Explanation of metric types:

Counter: Only increments. Example: total requests, total errors. Resets to 0 on restart.
Histogram: Measures value distribution. Example: response time. Prometheus automatically calculates percentiles (p50, p95, p99).
Gauge: Current value, can go up or down. Example: queue size, memory usage.

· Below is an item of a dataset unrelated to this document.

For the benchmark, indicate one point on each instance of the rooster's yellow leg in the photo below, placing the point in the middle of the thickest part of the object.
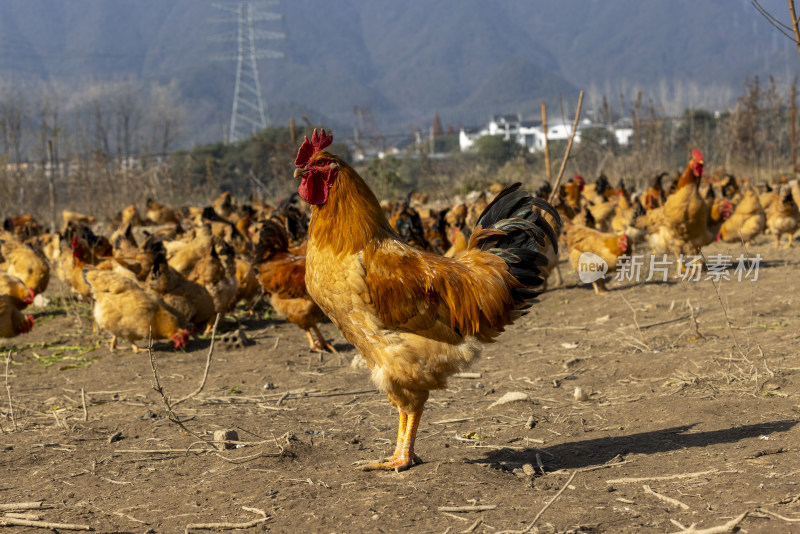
(311, 345)
(403, 456)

Middleware to Collect Metrics

// app/Http/Middleware/CollectMetrics.php
namespace App\Http\Middleware;

use Closure;
use Illuminate\Http\Request;
use App\Services\MetricsService;

class CollectMetrics
{
    public function __construct(
        private MetricsService $metrics,
    ) {}

    public function handle(Request $request, Closure $next)
    {
        $start = microtime(true);

        $response = $next($request);

        $duration = microtime(true) - $start;

        // Normalize path to avoid cardinality explosion
        // /blog/my-post → /blog/{slug}
        $path = $this->normalizePath($request->route());

        $this->metrics->recordHttpRequest(
            method: $request->method(),
            path: $path,
            statusCode: $response->getStatusCode(),
            duration: $duration,
        );

        return $response;
    }

    private function normalizePath($route): string
    {
        if (!$route) {
            return 'unknown';
        }

        // Use route URI pattern instead of actual path
        // Example: /blog/{slug} instead of /blog/my-actual-post
        return '/' . ltrim($route->uri(), '/');
    }
}

Why normalizePath()? If you log actual paths (/blog/post-1, /blog/post-2, ...), Prometheus will create thousands of time series → high memory → slow queries. This is called cardinality explosion. Always group by pattern: /blog/{slug}.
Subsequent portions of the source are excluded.